PURPOSE: In October 2018, the US changed the donor heart allocation policy from a three-tiered status system to a six-tiered system, with higher priority given to those with temporary mechanical circulatory support. The purpose of the current study was to examine changes in listing practices and waitlist mortality before and after the implementation of the new allocation system.

METHODS: Retrospective analysis was performed of adult patients being listed for heart transplant between May 2018-March 2019 as identified in the UNOS database. Exclusions included multi-organ listing and previous transplant. Patients were grouped by era according to initial list date before or after October 18, 2018. Waitlist survival was censored at 6 months or upon transplant.

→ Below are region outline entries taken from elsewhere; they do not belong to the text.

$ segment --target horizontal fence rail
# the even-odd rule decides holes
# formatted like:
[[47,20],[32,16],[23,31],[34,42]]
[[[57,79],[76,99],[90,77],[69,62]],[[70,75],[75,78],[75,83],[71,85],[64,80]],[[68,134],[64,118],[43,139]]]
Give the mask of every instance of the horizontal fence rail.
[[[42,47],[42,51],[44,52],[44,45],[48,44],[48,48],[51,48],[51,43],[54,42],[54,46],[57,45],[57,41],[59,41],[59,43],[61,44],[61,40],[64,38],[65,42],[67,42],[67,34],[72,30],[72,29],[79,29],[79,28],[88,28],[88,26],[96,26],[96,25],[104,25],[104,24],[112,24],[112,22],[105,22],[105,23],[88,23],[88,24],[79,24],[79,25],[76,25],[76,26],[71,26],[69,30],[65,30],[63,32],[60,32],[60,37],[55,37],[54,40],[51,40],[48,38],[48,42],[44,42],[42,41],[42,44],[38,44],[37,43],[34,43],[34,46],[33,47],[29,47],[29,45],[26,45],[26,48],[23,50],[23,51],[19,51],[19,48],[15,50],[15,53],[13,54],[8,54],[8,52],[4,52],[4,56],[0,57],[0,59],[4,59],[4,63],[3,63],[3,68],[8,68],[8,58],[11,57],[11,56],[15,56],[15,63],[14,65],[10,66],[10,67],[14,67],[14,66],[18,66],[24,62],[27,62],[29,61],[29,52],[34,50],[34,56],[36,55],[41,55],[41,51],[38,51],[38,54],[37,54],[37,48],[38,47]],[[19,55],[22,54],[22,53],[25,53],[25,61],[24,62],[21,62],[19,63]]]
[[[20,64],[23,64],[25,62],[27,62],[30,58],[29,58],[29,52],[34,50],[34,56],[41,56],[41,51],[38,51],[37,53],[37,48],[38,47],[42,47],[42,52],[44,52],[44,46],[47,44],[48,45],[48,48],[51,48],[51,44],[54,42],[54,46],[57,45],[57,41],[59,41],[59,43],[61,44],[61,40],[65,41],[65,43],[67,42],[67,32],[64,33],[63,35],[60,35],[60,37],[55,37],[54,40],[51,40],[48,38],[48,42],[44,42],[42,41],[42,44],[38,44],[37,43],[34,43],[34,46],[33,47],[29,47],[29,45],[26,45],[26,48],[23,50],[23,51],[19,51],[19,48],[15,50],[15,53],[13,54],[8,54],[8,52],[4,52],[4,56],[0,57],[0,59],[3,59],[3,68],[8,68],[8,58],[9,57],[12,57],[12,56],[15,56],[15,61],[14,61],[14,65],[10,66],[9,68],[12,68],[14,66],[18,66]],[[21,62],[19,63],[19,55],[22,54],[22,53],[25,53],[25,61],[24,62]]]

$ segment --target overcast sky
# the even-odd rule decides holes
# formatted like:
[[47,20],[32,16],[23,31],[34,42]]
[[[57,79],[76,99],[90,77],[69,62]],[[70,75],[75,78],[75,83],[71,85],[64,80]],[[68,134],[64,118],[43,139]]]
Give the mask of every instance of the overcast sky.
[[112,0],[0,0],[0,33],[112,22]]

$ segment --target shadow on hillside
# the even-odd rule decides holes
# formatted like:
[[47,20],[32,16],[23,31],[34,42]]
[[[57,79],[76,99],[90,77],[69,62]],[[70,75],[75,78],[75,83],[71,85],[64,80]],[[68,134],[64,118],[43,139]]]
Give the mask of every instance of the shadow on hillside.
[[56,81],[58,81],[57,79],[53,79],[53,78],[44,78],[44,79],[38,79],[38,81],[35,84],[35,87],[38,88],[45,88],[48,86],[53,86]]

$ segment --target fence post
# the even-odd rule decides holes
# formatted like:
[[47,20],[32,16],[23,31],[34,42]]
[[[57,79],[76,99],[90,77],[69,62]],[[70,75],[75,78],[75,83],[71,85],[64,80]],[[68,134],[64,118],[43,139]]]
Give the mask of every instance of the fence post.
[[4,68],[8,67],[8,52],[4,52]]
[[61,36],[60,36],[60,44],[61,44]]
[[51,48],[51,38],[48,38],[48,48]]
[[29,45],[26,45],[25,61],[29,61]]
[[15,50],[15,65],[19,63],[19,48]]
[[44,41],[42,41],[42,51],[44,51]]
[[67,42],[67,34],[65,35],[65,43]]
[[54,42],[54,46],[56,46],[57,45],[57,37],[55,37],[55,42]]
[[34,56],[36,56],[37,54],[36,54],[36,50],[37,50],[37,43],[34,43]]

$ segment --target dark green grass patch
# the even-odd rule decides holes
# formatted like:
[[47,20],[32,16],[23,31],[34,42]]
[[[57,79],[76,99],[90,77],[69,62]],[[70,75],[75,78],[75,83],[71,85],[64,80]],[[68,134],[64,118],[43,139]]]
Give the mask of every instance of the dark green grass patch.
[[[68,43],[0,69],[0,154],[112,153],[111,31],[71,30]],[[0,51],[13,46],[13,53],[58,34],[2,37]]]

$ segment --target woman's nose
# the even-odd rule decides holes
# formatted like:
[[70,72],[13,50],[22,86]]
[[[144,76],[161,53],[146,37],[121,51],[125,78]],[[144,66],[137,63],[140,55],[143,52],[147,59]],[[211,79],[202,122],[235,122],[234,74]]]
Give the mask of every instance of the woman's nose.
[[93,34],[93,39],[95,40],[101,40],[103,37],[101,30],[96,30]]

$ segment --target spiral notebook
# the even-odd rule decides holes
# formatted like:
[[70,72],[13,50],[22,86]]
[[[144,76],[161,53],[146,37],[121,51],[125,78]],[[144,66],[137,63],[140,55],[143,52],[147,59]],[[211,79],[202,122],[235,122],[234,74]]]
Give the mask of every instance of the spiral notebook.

RESULTS: During the study period, 3,933 patients were listed, with 2,001 prior to allocation change (Era 1, 50.9%) and 1,932 after allocation change (Era 2, 49.1%). No differences were noted between patients listed in age, gender, diagnosis, dialysis, and mechanical ventilation. ECMO at listing was 2.3% vs. 2.6% in Eras 1 & 2, respectively (p=0.557). IABP at listing was more common in Era 2 (4.4% vs. 8.6%, p<0.001), while VAD use was similar (29.8% vs. 28.9%, p=0.547). In Era 1, 521 (26.0%) patients were listed as status 1A, with 892 (44.6%) patients as status 1B. In Era 2, 55 (2.9%) of patients were listed as new status 1, 270 (14.0%) as new status 2, and 211 (10.9%) as new status 3. A trend towards decreased probability of staying on the waitlist was noted in the Era 2 (Figure, p=0.051). However, when censored for removal from the waitlist for reasons other than transplant, waitlist survival was similar (p=0.791).

CONCLUSION: The new allocation system has led to the listing of more patients with intra-aortic balloon pumps, without changes in temporary mechanical support at listing. The new allocation system is associated with more frequent removal from the waiting list due to reasons other than mortality. Continued examination of outcomes with the new system is warranted.